Dans cette situation, l’élément déterminant est le lieu d’établissement du vendeur. Elle recouvre les cas dans lesquels le vendeur, qui n’est pas établi au sein de l’Union européenne, a recours à la plateforme pour vendre des biens déjà situés au sein de l’Union européenne au profit de clients non assujettis. La plateforme sera alors tenue de collecter la TVA sur la vente domestique ou la vente à distance intracommunautaire.

Si les plateformes souhaitent bénéficier de l’exonération de TVA d’importation et/ou simplifier leurs obligations déclaratives dans les différents Etats membres, elles auront la possibilité d’utiliser les guichets uniques (OSS et/ou IOSS).

Enfin, il est à noter que les plateformes seront dans l’obligation de tenir au minimum un voire plusieurs registres de toutes les opérations qu’elles facilitent.

A ce stade, il convient de souligner que l’ensemble des administrations des Etats membres n’ont pas encore publié leurs commentaires sur cette réforme.
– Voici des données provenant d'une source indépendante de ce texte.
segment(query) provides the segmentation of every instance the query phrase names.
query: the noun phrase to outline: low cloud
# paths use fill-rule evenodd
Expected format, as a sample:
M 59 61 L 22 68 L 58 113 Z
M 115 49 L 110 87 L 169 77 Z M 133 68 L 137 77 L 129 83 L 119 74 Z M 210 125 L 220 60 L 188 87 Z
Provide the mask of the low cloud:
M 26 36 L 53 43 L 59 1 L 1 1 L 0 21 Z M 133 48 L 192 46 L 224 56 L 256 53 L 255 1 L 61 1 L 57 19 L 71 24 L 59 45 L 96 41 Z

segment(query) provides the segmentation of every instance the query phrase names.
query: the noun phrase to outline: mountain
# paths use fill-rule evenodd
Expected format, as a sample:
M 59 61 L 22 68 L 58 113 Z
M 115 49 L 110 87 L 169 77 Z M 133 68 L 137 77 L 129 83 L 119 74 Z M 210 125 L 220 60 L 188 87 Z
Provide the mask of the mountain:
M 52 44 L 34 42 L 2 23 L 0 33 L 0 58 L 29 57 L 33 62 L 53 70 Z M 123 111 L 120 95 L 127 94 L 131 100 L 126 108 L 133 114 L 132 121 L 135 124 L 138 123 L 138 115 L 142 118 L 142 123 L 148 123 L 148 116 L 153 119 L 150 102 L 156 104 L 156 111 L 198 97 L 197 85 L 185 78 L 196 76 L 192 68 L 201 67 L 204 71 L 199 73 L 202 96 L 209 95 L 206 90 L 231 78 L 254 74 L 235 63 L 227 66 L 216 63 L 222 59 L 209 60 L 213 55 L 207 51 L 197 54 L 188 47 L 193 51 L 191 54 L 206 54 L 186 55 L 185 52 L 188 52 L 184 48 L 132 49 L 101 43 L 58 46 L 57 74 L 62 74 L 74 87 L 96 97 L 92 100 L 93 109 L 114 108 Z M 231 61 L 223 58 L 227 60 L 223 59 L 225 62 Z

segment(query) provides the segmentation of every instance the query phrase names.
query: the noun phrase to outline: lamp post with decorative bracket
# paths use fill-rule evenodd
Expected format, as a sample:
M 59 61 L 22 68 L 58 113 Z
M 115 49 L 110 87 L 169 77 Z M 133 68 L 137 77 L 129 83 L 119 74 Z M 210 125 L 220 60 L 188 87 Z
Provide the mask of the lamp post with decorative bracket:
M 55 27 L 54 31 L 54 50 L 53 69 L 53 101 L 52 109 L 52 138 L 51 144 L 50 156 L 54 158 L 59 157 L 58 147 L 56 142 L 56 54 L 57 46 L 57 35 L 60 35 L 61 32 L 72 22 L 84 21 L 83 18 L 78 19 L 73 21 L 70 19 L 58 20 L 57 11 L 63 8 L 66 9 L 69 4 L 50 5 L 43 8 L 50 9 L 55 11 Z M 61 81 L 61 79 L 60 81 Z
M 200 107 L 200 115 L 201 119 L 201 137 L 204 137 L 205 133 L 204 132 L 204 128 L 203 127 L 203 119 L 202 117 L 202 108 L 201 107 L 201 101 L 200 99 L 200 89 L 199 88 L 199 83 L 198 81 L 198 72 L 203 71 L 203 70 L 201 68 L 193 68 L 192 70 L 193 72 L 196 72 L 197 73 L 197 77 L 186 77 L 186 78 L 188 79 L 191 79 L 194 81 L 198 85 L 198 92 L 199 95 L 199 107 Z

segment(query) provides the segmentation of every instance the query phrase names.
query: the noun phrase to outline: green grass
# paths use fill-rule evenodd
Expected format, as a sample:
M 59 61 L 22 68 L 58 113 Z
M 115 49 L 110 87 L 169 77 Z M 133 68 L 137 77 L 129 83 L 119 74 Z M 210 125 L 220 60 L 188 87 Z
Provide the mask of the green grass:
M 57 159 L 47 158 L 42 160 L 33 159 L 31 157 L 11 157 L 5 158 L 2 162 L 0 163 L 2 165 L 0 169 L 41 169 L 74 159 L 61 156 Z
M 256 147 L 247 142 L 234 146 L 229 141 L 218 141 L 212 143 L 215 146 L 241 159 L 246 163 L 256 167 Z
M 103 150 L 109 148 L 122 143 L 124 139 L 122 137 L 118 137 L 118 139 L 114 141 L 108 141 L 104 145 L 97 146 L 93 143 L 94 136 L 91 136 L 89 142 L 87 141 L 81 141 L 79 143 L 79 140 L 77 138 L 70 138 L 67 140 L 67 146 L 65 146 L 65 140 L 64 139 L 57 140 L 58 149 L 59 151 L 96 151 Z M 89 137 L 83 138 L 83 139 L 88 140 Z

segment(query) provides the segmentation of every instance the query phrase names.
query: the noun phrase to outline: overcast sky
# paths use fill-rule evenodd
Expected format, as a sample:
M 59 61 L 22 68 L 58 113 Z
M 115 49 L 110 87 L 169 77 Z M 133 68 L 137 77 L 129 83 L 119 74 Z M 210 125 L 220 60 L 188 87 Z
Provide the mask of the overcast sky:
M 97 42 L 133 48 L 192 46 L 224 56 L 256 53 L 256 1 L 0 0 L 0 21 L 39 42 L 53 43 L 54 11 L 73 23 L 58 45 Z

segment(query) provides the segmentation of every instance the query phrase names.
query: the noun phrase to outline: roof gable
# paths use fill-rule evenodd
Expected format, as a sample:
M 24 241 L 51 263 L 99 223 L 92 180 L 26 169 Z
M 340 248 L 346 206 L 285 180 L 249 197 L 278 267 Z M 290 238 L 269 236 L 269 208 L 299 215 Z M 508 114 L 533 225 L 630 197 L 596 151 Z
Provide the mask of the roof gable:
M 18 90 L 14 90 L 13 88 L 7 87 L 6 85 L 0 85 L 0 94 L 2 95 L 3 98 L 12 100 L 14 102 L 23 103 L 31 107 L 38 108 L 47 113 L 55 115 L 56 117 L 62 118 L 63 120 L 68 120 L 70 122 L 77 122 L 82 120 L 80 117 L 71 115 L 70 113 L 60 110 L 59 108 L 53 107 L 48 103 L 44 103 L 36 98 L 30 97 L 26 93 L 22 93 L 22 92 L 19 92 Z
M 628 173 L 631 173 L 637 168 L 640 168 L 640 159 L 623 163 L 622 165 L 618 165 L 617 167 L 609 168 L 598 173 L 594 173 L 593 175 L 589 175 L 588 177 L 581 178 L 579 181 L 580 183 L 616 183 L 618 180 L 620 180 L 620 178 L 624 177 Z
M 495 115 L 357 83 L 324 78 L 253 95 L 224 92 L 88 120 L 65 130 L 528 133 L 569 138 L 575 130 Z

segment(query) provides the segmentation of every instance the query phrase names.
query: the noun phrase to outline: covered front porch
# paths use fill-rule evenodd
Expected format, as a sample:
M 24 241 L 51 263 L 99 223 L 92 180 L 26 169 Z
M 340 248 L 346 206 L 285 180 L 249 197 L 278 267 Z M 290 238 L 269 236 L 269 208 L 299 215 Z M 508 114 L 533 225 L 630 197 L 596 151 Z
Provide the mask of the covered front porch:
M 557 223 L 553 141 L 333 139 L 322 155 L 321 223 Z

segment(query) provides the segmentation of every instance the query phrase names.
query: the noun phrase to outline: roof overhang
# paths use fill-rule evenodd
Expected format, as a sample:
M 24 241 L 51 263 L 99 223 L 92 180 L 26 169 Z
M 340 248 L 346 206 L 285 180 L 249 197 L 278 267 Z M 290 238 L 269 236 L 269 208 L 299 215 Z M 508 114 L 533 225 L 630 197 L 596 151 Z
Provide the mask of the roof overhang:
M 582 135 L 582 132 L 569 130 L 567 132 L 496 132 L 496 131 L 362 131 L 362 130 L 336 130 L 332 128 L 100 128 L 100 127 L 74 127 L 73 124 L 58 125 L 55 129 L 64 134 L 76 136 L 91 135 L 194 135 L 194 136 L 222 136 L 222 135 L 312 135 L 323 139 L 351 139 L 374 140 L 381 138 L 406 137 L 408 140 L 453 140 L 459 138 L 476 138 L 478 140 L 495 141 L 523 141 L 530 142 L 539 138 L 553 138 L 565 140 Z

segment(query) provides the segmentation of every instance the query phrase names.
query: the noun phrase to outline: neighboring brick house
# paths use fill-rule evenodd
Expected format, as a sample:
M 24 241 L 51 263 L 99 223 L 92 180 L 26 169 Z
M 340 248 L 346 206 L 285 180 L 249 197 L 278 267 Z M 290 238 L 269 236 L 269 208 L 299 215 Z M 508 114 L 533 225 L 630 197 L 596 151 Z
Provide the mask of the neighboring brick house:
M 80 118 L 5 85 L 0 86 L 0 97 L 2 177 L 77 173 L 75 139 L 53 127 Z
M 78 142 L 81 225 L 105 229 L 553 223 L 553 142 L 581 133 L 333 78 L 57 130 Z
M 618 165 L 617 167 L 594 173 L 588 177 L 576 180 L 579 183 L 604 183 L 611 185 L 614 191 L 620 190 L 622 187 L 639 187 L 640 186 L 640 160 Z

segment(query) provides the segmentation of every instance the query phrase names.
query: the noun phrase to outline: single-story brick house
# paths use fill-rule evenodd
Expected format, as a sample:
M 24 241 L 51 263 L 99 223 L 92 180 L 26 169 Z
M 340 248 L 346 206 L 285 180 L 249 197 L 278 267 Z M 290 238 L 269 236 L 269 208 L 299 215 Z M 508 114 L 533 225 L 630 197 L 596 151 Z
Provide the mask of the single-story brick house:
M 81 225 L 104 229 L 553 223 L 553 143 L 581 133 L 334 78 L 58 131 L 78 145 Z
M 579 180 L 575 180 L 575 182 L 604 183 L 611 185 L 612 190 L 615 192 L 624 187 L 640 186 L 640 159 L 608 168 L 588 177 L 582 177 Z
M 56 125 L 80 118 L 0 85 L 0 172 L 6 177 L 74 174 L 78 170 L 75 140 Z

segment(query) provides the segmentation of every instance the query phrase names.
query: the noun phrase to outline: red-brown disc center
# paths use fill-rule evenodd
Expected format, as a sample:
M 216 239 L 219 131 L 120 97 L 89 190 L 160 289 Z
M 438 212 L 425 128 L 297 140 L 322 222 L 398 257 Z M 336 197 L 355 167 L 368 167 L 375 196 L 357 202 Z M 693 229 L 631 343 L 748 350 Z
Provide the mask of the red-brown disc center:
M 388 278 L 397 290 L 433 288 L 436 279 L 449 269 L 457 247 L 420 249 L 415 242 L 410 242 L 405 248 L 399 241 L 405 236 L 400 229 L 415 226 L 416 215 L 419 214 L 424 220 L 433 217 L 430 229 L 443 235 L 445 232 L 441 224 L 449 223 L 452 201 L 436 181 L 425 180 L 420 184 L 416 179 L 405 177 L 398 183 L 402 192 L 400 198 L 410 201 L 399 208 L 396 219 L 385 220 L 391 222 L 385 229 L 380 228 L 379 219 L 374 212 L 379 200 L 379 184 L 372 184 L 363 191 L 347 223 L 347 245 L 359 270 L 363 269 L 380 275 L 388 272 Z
Il conviendra de surveiller si ces transpositions sont toujours en ligne avec les textes communautaires. 

Par ailleurs, la Commission européenne entend faire une première évaluation sur l’efficacité de cette réforme après une première période de mise en œuvre et entend d’ores et déjà travailler sur l’élargissement de l’OSS à d’autres opérations ou sur le caractère obligatoire de l’IOSS.